Agreed, reverse engineering a job submission and validation protocol that ran over a Unix socket was some of the most fun I ever had on the clock.
I wound up basically re-implementing the software that was listening to create a test suite by the time it was all said and done.
- inferiorhuman 2 years ago
  
  Even the less challenging stuff can be fun. After seeing that SimCity themed Chicago zoning map I got to thinking about if it would be possible to do the same for the Bay Area. Turns out the cities I've looked at so far publish all sorts of machine readable information, the fun part is in finding and exfiltrating it.

vg_head 2 years ago

My experience with parsing undocumented binary formats is with Skia's skp files. Unfortunately they don’t publish any docs regarding the format. Instead I relied on their source code (which is very convoluted), and in that process I discovered two tools which proved pretty useful:

- Kaitai [1], which takes as input a YAML file and can parse binary files based on it (and even generate parsers).

- ImHex [2], which has a pattern language [3] which allows parsing, and it seems more powerful than what Kaitai offers.
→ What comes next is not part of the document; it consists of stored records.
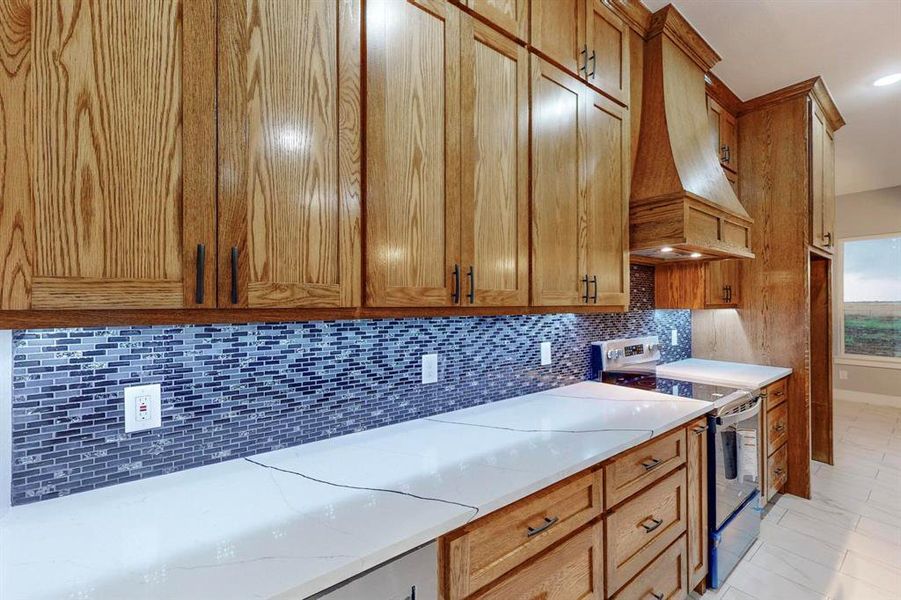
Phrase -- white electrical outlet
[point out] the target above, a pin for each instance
(142, 407)
(429, 368)
(545, 353)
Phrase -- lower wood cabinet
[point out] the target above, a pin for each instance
(665, 578)
(572, 570)
(560, 544)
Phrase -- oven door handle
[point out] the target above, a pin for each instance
(732, 419)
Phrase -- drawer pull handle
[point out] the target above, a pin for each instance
(656, 523)
(548, 522)
(650, 464)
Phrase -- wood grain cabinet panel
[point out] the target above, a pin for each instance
(696, 474)
(107, 154)
(606, 211)
(413, 152)
(483, 551)
(607, 38)
(558, 32)
(580, 175)
(638, 468)
(643, 527)
(666, 578)
(289, 153)
(511, 16)
(572, 570)
(494, 76)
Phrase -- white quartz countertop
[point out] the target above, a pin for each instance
(717, 372)
(299, 520)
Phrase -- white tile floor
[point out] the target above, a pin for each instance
(845, 542)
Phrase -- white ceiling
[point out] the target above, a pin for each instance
(768, 44)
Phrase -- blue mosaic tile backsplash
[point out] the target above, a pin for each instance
(235, 390)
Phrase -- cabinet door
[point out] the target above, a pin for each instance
(511, 16)
(606, 208)
(413, 153)
(107, 155)
(723, 283)
(558, 32)
(828, 190)
(494, 76)
(558, 187)
(289, 198)
(817, 135)
(697, 502)
(729, 140)
(607, 37)
(714, 112)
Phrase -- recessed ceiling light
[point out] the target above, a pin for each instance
(888, 80)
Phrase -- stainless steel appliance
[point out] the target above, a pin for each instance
(734, 426)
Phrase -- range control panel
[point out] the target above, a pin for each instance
(632, 354)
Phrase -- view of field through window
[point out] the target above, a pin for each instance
(872, 296)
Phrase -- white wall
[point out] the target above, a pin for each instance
(867, 213)
(6, 372)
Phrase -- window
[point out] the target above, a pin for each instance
(870, 315)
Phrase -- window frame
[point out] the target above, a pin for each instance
(841, 357)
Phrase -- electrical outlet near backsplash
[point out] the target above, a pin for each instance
(240, 389)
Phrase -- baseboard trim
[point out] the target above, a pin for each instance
(867, 398)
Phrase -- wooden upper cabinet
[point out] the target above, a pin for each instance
(107, 173)
(580, 155)
(586, 38)
(289, 153)
(558, 186)
(607, 38)
(413, 152)
(606, 209)
(723, 134)
(822, 181)
(558, 32)
(494, 108)
(511, 16)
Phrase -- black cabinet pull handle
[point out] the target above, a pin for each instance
(234, 274)
(649, 528)
(650, 464)
(548, 522)
(199, 274)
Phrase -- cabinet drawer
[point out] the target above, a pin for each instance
(776, 427)
(777, 469)
(665, 578)
(776, 393)
(572, 569)
(643, 527)
(486, 549)
(646, 464)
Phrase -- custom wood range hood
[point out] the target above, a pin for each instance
(681, 200)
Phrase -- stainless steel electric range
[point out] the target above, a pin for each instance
(734, 425)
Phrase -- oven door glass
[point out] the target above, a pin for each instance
(737, 458)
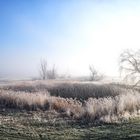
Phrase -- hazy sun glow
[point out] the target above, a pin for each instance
(71, 34)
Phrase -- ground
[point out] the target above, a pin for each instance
(50, 125)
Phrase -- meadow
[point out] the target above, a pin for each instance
(68, 110)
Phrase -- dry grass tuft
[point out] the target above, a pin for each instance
(102, 103)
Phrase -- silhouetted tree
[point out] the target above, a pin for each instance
(130, 66)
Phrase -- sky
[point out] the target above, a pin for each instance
(72, 34)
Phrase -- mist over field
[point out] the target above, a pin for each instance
(70, 34)
(69, 69)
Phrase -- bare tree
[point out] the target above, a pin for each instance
(130, 66)
(45, 72)
(94, 74)
(43, 69)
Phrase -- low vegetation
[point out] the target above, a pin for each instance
(38, 110)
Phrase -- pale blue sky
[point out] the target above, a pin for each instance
(68, 33)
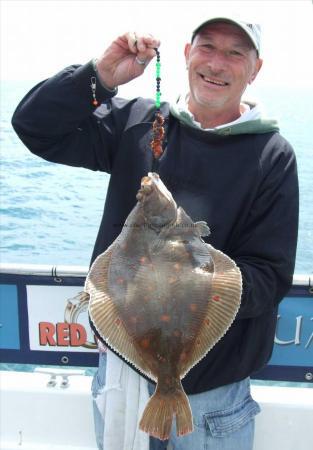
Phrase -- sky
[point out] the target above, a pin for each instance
(40, 37)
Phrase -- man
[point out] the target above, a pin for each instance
(223, 162)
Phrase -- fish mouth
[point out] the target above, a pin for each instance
(146, 187)
(214, 81)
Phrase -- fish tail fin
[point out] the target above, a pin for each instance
(158, 415)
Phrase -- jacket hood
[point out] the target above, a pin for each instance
(255, 123)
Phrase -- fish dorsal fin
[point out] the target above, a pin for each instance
(203, 228)
(104, 316)
(223, 304)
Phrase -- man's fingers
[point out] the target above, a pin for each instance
(140, 43)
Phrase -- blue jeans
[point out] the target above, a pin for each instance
(223, 418)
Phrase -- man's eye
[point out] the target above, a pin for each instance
(207, 46)
(235, 53)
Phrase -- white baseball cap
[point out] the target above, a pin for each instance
(253, 31)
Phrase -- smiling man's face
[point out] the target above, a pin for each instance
(221, 62)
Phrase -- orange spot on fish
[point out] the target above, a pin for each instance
(177, 333)
(165, 318)
(145, 343)
(172, 279)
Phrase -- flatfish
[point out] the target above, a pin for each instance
(162, 298)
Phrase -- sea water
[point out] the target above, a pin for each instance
(50, 213)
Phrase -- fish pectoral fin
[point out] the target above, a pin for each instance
(223, 305)
(105, 317)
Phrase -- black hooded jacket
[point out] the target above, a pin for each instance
(242, 183)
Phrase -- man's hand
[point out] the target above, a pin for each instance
(123, 60)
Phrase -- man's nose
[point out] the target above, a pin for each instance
(217, 62)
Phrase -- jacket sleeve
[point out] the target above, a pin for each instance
(266, 249)
(56, 121)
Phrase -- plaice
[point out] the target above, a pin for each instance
(162, 298)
I stumbled upon some limitations with it but it was still useful.

[1]: https://kaitai.io/

[2]: https://github.com/WerWolv/ImHex

[3]: https://docs.werwolv.net/pattern-language/

LASR 2 years ago

More than a decade ago, I wrote a parser for Google Sketchup object files. It was part of some computer graphics assignment. We were not supposed to write parsers, but instead manually write out a 3D model vertex by vertex and then texture map them. I instead decided to write a parser and build my model in Sketchup.
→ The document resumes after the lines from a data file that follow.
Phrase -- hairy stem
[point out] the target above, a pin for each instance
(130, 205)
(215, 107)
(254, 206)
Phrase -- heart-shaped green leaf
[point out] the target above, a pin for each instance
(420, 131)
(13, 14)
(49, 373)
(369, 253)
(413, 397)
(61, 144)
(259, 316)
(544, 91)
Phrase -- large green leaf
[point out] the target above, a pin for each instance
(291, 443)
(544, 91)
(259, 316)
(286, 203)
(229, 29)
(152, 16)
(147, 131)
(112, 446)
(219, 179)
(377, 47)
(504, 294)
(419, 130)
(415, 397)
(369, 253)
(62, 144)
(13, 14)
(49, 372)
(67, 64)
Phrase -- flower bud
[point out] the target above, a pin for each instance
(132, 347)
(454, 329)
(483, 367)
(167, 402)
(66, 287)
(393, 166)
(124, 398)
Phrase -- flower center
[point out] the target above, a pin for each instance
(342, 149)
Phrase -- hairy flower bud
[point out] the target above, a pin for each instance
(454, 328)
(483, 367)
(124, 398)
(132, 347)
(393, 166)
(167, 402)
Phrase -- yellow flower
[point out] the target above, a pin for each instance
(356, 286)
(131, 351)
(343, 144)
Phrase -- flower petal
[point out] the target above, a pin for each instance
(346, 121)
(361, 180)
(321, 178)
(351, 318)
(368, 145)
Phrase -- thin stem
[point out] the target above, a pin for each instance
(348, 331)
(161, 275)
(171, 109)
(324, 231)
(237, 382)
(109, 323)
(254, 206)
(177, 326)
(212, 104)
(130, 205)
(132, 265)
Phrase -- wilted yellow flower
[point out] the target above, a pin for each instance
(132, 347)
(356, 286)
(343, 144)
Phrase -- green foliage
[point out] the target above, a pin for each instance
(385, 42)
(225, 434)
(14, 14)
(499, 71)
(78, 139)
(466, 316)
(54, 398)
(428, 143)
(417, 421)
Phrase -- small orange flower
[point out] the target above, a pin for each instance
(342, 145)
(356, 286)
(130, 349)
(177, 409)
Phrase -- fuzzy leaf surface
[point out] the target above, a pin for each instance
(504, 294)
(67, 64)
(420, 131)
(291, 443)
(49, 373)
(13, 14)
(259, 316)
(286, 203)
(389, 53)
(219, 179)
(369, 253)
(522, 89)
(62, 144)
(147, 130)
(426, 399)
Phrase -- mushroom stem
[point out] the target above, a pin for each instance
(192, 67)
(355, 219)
It was a TON of fun doing that. And I learned a lot from that exercise.

Fast forward to a few weeks ago I "wrote" a parser / serializer for handling knowledge-graphs as input/output between my app and LLMs.
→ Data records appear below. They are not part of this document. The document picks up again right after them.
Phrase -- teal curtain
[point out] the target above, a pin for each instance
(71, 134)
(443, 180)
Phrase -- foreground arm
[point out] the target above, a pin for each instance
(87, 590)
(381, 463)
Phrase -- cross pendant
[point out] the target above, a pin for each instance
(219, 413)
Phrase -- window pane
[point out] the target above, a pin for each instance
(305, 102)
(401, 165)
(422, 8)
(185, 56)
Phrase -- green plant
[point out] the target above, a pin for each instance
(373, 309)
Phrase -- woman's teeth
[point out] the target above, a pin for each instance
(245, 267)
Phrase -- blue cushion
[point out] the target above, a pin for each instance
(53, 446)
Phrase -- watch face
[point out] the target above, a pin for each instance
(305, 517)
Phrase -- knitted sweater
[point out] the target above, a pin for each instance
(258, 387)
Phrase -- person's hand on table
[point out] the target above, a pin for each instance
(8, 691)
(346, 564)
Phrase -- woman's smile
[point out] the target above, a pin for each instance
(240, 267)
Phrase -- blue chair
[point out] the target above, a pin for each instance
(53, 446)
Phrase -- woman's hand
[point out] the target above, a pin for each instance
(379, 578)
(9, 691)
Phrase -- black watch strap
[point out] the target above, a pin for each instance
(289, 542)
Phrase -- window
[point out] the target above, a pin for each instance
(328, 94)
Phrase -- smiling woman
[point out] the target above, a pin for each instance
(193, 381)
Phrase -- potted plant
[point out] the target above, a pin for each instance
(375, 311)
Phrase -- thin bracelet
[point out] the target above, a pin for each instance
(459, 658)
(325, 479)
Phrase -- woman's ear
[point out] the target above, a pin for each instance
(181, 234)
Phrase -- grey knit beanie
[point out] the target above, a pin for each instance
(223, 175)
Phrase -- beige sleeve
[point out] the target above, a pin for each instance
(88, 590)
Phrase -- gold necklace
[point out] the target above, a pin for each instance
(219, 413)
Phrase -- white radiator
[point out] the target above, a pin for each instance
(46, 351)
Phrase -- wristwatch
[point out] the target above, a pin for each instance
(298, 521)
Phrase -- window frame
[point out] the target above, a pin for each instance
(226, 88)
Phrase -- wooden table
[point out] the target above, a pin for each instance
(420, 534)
I used ChatGPT to walk me through the whole thing. It did very good job of converting between mermaidjs and an object type I defined in typescript. It wrote the code, the unit tests - the whole thing.

I don't understand how it works. The code is great. But not as satisfying.

samus 2 years ago

> We were not supposed to write parsers, but instead manually write out a 3D model vertex by vertex and then texture map them.
Good grief. It's like writing assembly: a good exercise, but only for trivial or particularly tricky parts of a program. For everything else, proper tooling (a compiler or a 3D modeler) is the way to go. I fully agree that the best learning experience is to build tools to automate away the annoying parts :-D

peteforde 2 years ago

It's very strange to have worked on an undocumented file format parser all night before checking HN before I sleep and seeing this.

In my case, I am trying to unpack MIDI files that have been packaged in a proprietary format by a company called ToonTrack.

They have two product lines: expensive VST instruments and MIDI files designed to be played on those instruments. It's an open secret that you don't need the expensive VST instruments, if you're willing to navigate a somewhat tortured folder hierarchy.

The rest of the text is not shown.